The Stollery is the only children’s hospital in Canada that’s woven into an adult health-care facility. Because the adult and the children’s hospitals are combined in one space, both hospitals are maxed out. Our population is young and growing, and there’s no room for the Stollery to grow with the province it serves. Many units lack the storage space they need. There often isn’t enough privacy, and shared rooms are problematic when you have families alongside each patient. In fact, it’s standard for modern pediatric hospitals to have 100 per cent of beds in private rooms, and at the Stollery, only around a third are. It’s also a pediatric standard that the overall design is child-friendly and sends the message that kids are important and hospitals aren’t scary. Building a new Stollery will also free up beds for adults!

Requirements for Stollery staff will be determined through the Alberta Health Services planning process. Staffing for a new hospital would be part of the planning process undertaken by Alberta Health Services down the road should the Government of Alberta say yes to a new Stollery.

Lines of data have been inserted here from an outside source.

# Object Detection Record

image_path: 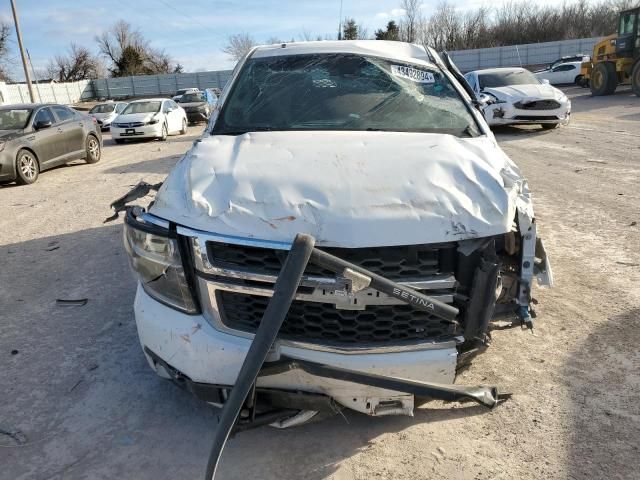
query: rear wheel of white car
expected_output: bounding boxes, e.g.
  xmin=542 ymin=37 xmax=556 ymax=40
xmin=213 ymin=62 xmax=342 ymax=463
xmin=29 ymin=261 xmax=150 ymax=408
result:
xmin=16 ymin=149 xmax=40 ymax=185
xmin=160 ymin=123 xmax=169 ymax=141
xmin=86 ymin=135 xmax=102 ymax=163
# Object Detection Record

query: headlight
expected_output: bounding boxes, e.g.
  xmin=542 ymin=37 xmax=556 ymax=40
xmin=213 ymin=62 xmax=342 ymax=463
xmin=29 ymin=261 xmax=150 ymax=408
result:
xmin=124 ymin=209 xmax=198 ymax=314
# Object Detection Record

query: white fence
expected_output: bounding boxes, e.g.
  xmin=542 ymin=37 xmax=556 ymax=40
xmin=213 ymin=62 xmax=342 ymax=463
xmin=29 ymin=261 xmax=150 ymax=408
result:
xmin=0 ymin=38 xmax=599 ymax=104
xmin=93 ymin=70 xmax=231 ymax=98
xmin=0 ymin=80 xmax=94 ymax=104
xmin=449 ymin=37 xmax=600 ymax=72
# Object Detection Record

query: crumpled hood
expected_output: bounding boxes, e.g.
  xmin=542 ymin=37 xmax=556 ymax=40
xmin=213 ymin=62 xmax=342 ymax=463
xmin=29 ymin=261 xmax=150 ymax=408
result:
xmin=483 ymin=84 xmax=564 ymax=102
xmin=150 ymin=131 xmax=533 ymax=247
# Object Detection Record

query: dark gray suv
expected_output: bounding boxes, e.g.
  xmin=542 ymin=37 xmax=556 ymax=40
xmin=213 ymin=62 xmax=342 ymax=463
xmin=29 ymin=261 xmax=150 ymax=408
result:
xmin=0 ymin=104 xmax=102 ymax=185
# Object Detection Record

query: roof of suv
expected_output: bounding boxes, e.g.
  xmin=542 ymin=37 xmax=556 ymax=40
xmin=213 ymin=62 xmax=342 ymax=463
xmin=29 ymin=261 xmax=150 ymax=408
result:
xmin=251 ymin=40 xmax=432 ymax=64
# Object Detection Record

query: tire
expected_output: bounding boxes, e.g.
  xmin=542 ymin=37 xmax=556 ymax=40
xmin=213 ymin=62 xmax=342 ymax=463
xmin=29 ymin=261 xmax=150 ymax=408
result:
xmin=590 ymin=62 xmax=618 ymax=97
xmin=160 ymin=123 xmax=169 ymax=142
xmin=16 ymin=149 xmax=40 ymax=185
xmin=85 ymin=135 xmax=102 ymax=163
xmin=631 ymin=60 xmax=640 ymax=97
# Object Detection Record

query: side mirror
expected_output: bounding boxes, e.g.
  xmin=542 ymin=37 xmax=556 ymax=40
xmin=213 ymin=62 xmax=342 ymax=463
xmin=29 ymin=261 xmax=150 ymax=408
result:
xmin=475 ymin=93 xmax=494 ymax=108
xmin=33 ymin=120 xmax=53 ymax=130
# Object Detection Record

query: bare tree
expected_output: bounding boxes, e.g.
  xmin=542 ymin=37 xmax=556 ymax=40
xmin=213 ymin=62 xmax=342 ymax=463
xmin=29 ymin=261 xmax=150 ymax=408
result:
xmin=46 ymin=43 xmax=104 ymax=82
xmin=222 ymin=33 xmax=257 ymax=62
xmin=416 ymin=0 xmax=637 ymax=50
xmin=400 ymin=0 xmax=422 ymax=43
xmin=96 ymin=20 xmax=182 ymax=77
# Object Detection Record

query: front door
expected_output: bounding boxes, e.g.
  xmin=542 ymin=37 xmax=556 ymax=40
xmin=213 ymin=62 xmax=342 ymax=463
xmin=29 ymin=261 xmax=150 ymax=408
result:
xmin=27 ymin=107 xmax=60 ymax=167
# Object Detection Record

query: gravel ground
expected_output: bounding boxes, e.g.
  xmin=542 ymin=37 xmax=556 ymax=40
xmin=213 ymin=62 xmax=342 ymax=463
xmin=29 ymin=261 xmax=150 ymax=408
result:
xmin=0 ymin=88 xmax=640 ymax=480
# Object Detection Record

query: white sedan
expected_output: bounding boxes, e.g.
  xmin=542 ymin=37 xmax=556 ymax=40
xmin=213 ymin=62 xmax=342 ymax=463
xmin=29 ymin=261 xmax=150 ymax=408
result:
xmin=533 ymin=62 xmax=582 ymax=85
xmin=111 ymin=98 xmax=187 ymax=143
xmin=465 ymin=68 xmax=571 ymax=129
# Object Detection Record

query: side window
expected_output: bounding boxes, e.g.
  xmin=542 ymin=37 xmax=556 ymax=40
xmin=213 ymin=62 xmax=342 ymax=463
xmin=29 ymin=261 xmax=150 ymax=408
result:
xmin=51 ymin=106 xmax=75 ymax=122
xmin=33 ymin=108 xmax=56 ymax=125
xmin=464 ymin=75 xmax=478 ymax=92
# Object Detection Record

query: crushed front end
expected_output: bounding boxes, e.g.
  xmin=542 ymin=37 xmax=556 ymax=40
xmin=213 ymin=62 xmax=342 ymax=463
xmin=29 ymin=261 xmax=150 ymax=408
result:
xmin=125 ymin=204 xmax=551 ymax=418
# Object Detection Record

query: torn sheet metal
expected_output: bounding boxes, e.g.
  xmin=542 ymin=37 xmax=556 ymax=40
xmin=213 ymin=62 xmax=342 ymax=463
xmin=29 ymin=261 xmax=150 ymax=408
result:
xmin=150 ymin=131 xmax=533 ymax=247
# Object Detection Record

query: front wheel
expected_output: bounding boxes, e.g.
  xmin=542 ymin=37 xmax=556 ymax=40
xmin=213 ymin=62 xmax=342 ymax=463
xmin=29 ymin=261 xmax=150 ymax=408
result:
xmin=590 ymin=62 xmax=618 ymax=97
xmin=160 ymin=123 xmax=169 ymax=142
xmin=86 ymin=135 xmax=102 ymax=163
xmin=16 ymin=149 xmax=40 ymax=185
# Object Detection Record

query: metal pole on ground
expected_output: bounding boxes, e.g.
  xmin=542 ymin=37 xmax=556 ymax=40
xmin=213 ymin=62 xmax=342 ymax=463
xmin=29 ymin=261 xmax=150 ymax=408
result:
xmin=11 ymin=0 xmax=36 ymax=103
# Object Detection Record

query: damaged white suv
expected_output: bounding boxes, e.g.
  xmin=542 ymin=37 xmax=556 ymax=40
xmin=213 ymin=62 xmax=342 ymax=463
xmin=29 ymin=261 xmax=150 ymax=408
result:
xmin=125 ymin=41 xmax=551 ymax=424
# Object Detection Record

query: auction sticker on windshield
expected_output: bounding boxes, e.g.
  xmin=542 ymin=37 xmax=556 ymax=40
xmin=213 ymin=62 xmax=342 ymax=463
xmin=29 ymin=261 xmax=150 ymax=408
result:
xmin=391 ymin=65 xmax=436 ymax=83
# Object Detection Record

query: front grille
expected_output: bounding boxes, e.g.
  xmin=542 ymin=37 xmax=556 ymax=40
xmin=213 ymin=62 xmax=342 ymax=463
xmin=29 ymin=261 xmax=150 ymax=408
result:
xmin=513 ymin=115 xmax=558 ymax=122
xmin=216 ymin=290 xmax=455 ymax=345
xmin=207 ymin=242 xmax=457 ymax=280
xmin=513 ymin=100 xmax=560 ymax=110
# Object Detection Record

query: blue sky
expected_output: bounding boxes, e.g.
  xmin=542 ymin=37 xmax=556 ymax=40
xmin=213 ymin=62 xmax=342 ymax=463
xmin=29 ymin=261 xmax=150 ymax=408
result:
xmin=0 ymin=0 xmax=576 ymax=80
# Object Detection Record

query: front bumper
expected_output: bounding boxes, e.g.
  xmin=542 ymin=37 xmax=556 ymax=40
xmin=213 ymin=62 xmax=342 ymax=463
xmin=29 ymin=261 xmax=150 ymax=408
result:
xmin=0 ymin=149 xmax=16 ymax=182
xmin=483 ymin=103 xmax=571 ymax=125
xmin=111 ymin=122 xmax=162 ymax=138
xmin=134 ymin=286 xmax=457 ymax=415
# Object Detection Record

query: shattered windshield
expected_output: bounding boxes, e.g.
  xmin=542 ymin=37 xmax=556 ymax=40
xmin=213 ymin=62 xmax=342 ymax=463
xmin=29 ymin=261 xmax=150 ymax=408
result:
xmin=478 ymin=70 xmax=540 ymax=90
xmin=89 ymin=103 xmax=116 ymax=113
xmin=212 ymin=53 xmax=480 ymax=136
xmin=0 ymin=108 xmax=31 ymax=130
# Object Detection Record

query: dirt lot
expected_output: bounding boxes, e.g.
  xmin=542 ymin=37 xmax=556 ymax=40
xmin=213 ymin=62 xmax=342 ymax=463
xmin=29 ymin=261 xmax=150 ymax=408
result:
xmin=0 ymin=88 xmax=640 ymax=480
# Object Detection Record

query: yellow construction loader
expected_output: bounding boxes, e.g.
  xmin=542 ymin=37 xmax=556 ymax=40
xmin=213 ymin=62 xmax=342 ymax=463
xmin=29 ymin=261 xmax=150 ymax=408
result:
xmin=581 ymin=7 xmax=640 ymax=97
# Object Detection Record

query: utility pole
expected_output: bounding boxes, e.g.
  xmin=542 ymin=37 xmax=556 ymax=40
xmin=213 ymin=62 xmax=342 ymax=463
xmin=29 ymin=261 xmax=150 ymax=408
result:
xmin=338 ymin=0 xmax=342 ymax=40
xmin=11 ymin=0 xmax=36 ymax=103
xmin=26 ymin=48 xmax=42 ymax=103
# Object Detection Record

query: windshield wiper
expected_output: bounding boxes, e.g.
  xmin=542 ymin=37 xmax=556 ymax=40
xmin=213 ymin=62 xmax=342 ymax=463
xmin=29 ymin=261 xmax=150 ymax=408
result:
xmin=211 ymin=127 xmax=279 ymax=135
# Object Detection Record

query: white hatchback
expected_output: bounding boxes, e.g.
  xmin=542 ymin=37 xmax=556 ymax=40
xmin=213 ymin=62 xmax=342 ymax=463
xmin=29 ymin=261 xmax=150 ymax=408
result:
xmin=111 ymin=98 xmax=187 ymax=143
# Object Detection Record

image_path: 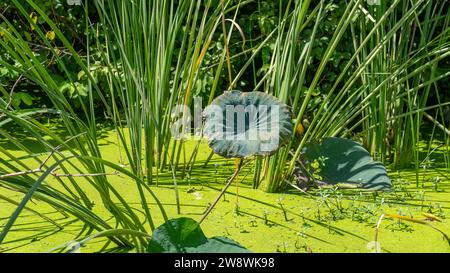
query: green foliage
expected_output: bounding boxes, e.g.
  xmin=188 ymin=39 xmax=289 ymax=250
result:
xmin=303 ymin=137 xmax=392 ymax=190
xmin=204 ymin=90 xmax=292 ymax=158
xmin=147 ymin=217 xmax=250 ymax=253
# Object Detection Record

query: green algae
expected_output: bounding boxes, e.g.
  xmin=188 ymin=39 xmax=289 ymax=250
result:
xmin=0 ymin=131 xmax=450 ymax=252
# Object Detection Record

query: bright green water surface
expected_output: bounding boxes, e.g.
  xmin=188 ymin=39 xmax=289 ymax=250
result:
xmin=0 ymin=129 xmax=450 ymax=252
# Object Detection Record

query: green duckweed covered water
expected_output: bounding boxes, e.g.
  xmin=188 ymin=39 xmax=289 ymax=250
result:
xmin=0 ymin=129 xmax=450 ymax=253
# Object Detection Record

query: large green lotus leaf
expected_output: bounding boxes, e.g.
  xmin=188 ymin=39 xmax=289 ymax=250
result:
xmin=303 ymin=137 xmax=392 ymax=190
xmin=147 ymin=217 xmax=249 ymax=253
xmin=187 ymin=236 xmax=251 ymax=253
xmin=203 ymin=91 xmax=293 ymax=158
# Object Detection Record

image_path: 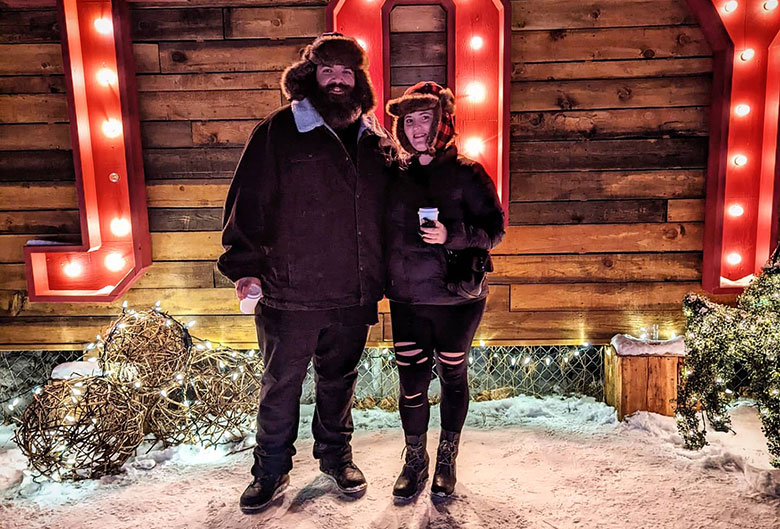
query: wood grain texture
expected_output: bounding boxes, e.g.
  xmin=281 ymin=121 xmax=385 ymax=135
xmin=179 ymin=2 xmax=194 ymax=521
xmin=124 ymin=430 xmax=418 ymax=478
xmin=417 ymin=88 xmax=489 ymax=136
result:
xmin=510 ymin=169 xmax=704 ymax=201
xmin=224 ymin=7 xmax=325 ymax=39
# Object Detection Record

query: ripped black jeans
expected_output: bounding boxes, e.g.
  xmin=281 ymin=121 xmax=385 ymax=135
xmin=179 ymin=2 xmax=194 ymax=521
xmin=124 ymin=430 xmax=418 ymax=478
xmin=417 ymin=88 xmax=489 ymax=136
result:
xmin=390 ymin=299 xmax=485 ymax=435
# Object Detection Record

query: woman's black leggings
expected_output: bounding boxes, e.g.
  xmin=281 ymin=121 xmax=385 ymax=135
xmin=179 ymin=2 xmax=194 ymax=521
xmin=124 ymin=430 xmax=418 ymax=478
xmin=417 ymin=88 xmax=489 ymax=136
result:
xmin=390 ymin=299 xmax=485 ymax=435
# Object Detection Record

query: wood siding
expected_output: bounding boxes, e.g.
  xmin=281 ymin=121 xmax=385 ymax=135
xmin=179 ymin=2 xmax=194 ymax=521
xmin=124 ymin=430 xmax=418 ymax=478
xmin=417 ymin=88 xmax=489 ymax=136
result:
xmin=0 ymin=0 xmax=731 ymax=349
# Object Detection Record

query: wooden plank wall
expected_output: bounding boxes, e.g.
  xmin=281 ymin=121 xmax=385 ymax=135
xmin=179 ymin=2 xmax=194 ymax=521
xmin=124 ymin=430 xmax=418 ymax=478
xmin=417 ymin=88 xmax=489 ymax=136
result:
xmin=0 ymin=0 xmax=736 ymax=349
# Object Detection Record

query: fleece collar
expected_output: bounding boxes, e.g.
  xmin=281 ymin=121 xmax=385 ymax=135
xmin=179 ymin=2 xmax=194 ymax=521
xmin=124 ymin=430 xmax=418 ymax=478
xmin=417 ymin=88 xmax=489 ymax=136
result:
xmin=291 ymin=98 xmax=387 ymax=138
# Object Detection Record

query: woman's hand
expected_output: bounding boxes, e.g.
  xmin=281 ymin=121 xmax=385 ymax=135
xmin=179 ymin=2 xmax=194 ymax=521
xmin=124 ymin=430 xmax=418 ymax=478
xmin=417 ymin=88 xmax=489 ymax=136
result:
xmin=236 ymin=277 xmax=260 ymax=299
xmin=420 ymin=220 xmax=447 ymax=244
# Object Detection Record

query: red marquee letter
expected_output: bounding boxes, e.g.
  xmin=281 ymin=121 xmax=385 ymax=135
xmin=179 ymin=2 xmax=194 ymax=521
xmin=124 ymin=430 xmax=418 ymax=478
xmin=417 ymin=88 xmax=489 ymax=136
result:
xmin=24 ymin=0 xmax=152 ymax=302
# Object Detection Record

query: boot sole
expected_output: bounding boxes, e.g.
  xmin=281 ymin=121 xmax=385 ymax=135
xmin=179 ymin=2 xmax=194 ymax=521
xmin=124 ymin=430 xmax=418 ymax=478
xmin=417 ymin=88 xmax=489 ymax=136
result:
xmin=239 ymin=480 xmax=290 ymax=514
xmin=322 ymin=472 xmax=368 ymax=494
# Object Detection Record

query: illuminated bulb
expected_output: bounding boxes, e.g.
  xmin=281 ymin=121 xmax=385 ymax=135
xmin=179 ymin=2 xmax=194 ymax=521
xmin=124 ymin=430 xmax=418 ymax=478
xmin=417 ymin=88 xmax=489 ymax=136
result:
xmin=95 ymin=18 xmax=114 ymax=35
xmin=463 ymin=138 xmax=485 ymax=156
xmin=111 ymin=219 xmax=130 ymax=237
xmin=103 ymin=118 xmax=122 ymax=138
xmin=62 ymin=262 xmax=84 ymax=277
xmin=105 ymin=253 xmax=125 ymax=272
xmin=729 ymin=204 xmax=745 ymax=217
xmin=466 ymin=82 xmax=486 ymax=103
xmin=97 ymin=68 xmax=116 ymax=86
xmin=726 ymin=252 xmax=742 ymax=265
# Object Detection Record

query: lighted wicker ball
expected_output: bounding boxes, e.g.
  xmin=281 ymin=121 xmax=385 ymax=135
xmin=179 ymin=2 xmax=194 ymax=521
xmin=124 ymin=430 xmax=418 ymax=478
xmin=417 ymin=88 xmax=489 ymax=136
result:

The Stollery serves kids from across northern Alberta and some from our neighbouring provinces and territories. It’s one of the top three most specialized children’s hospitals in Canada and treats some of the most complex cases.

Unfortunately, we’ve outgrown our current facility. Patient visits to the Stollery have increased, with the emergency department seeing approximately 148 emergency visits per day. A new building means more space for kids in a young and growing province (and more space for adults at our current facility).

Our friends at the Alberta Children’s Hospital are fabulous, and we work closely together. The two hospitals serve different geographic catchment areas and have different specializations. Depending on the case, kids may be sent to the Stollery for specialized treatment and vice versa.

AHS has identified a preference for a new Stollery Children’s Hospital to be closely connected to the U of A Hospital, but no specific site has been designated. This would come at a later stage in the hospital-planning process that AHS and the Government of Alberta lead.

When the Stollery Children’s Hospital moves into its new space, it will free up 160 beds at the U of A Hospital for adults.

The Government of Alberta is currently in the initial planning phase for the hospital. Once a site is selected and a plan is made for what functions are needed and how the hospital will operate, the project will enter the design planning phase.

The Stollery Children’s Hospital is Canada’s second-largest children’s hospital by bed count, the most specialized in Western Canada, and the only one woven through an adult hospital. This co-location in a maxed-out space creates inefficiencies and doesn’t meet modern pediatric standards. Alberta has the highest growth rate of the provinces and territories in Canada, adding more than 200,000 people a year. The province is expected to surpass the five-million mark as early as 2025. One-quarter of the population is 19 or younger. There is no room for the hospital to grow with the population it serves. A purpose-built children’s hospital will provide the most healing environment for patients and families, empowering them to be partners in their care and enabling staff to do their best work. A new children’s hospital will accommodate our growing population.